Event data from the OTel Demo app should look like this:
The span data has a span ID and trace ID. We can aggregate all the spans for a single trace by searching for the trace ID.
Great! Now that OTel data is landing in Cribl Lake, create a search that will find the ten longest traces over the last 1hr. The search uses the time window to set the period to 1 hour of data. Then, calculate the total duration of each trace by subtracting the start time of the first span from the last span for each trace by ID. Then, find and sort the top 10 longest traces.
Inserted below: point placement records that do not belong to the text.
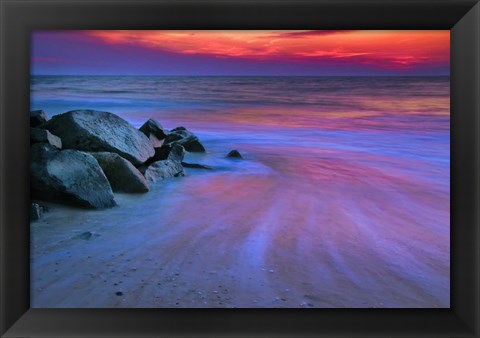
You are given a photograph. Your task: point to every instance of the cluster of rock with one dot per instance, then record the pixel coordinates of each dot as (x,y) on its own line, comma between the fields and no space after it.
(81,157)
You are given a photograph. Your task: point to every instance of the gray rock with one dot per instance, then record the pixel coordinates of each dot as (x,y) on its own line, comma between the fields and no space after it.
(68,176)
(121,174)
(37,118)
(171,166)
(38,135)
(156,143)
(173,150)
(234,153)
(36,211)
(185,138)
(91,130)
(152,127)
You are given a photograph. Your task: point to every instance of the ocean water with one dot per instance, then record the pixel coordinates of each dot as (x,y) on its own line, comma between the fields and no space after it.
(344,184)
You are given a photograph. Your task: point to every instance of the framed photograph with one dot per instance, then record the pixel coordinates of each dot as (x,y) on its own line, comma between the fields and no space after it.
(240,168)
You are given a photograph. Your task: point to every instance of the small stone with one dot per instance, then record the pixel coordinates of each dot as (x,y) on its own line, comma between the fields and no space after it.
(234,154)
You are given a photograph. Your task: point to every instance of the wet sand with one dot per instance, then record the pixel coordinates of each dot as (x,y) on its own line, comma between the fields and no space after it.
(267,231)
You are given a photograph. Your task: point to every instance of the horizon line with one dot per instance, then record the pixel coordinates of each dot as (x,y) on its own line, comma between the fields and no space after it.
(268,75)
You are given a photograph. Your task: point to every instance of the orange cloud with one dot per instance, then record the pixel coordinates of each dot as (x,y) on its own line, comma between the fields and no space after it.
(389,49)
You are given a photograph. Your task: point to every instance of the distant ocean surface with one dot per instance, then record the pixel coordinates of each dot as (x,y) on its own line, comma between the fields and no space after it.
(363,161)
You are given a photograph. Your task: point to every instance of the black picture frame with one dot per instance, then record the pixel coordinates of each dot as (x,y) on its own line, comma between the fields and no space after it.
(19,17)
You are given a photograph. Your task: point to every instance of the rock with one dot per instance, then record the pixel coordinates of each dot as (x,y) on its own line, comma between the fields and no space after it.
(91,130)
(176,153)
(196,165)
(165,151)
(68,176)
(38,135)
(121,174)
(85,235)
(185,138)
(37,118)
(234,153)
(163,169)
(171,166)
(156,143)
(153,128)
(36,211)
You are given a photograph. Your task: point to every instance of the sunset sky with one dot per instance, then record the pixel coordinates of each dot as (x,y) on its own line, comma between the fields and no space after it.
(327,52)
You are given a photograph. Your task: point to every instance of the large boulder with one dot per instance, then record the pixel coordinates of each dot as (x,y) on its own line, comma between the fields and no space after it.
(91,130)
(186,139)
(171,166)
(154,131)
(37,118)
(68,176)
(38,135)
(121,174)
(173,150)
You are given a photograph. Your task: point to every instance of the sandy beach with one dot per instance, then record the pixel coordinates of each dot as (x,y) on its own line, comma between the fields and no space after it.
(342,198)
(254,237)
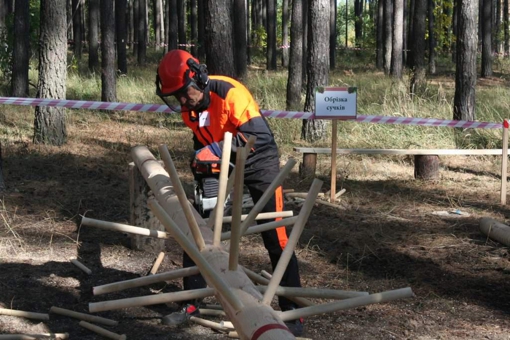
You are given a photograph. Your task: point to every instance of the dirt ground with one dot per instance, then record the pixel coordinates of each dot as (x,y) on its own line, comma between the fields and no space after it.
(389,234)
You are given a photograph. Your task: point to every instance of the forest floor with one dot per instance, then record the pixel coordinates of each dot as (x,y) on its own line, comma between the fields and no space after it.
(393,232)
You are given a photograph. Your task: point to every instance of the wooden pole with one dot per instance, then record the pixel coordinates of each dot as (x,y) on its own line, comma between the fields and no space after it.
(263,227)
(123,228)
(83,316)
(316,293)
(334,132)
(179,191)
(34,336)
(347,304)
(292,241)
(222,190)
(263,281)
(102,331)
(205,268)
(81,266)
(495,230)
(262,216)
(504,162)
(23,314)
(143,281)
(148,300)
(266,196)
(237,210)
(230,182)
(157,263)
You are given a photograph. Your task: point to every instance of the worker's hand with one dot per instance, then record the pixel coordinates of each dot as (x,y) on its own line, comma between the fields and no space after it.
(210,153)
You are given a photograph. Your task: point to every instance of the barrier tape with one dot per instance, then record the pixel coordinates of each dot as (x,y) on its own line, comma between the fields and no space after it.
(95,105)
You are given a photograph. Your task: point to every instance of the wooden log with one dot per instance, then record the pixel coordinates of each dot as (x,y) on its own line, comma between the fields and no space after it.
(267,195)
(347,304)
(263,227)
(495,230)
(207,323)
(24,314)
(426,167)
(237,210)
(140,214)
(262,216)
(288,251)
(181,195)
(254,317)
(56,336)
(123,228)
(262,280)
(83,316)
(309,165)
(222,188)
(143,281)
(148,300)
(316,293)
(102,331)
(157,263)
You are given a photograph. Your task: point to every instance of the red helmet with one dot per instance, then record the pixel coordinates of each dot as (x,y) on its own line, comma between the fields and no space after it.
(174,72)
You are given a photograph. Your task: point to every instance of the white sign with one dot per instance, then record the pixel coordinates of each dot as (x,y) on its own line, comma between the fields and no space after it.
(336,103)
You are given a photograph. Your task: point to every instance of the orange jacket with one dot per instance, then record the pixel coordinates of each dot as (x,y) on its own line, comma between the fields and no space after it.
(232,108)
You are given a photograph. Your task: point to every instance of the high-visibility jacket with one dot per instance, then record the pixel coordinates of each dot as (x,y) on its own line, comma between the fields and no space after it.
(233,109)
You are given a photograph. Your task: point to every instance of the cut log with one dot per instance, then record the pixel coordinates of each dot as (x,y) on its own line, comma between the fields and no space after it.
(426,167)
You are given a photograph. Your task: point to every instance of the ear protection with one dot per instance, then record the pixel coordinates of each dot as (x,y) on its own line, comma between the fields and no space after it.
(200,76)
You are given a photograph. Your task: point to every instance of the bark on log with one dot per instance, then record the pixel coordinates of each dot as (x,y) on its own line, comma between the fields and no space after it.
(426,167)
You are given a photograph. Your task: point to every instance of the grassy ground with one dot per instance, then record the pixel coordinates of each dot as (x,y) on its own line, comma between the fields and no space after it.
(388,232)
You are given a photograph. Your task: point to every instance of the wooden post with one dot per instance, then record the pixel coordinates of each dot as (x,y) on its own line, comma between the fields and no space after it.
(291,243)
(504,162)
(332,198)
(222,190)
(140,215)
(309,166)
(426,167)
(181,195)
(237,210)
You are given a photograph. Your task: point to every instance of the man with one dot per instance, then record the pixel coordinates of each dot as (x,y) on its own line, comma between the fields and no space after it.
(211,106)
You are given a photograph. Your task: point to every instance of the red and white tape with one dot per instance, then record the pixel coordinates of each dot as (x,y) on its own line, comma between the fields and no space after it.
(94,105)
dataset="new_otel_app" | eventstats earliest=findearliest(start_time_unix_nano),latest=findlatest(end_time_unix_nano) by trace_id
| summarize tot_duration=round(sum(latest-earliest)/1000000,2) by trace_id
| top 10 by tot_duration desc
Lastly, schedule the search to run every hour. You can send the results to other APM tools by routing them through Stream: Add the “send” command to the end of your search.
The system now receives OTel data from the Demo app, stores that data in low-cost Cribl Lake, and tail-samples the ten longest traces over the last hour. The sample searches are sent back to Cribl Stream to be routed to your APM destination.
As observability needs continue to evolve, tail sampling will likely play a pivotal role in helping organizations achieve deeper insights with fewer resources. Tail sampling offers the ideal balance between visibility and cost for OTel traces. Using Cribl Stream and Lake, customers can quickly collect and store OTel traces. With Cribl Search, customers can tail-sample their OTel traces at a significantly lower cost and higher scale than alternatives. This comprehensive approach allows organizations to store and process trace data efficiently and query and prioritize high-value insights in real-time. Cribl’s tailored solutions ensure that observability strategies remain comprehensive and sustainable, balancing detailed trace data needs with data volume and cost realities.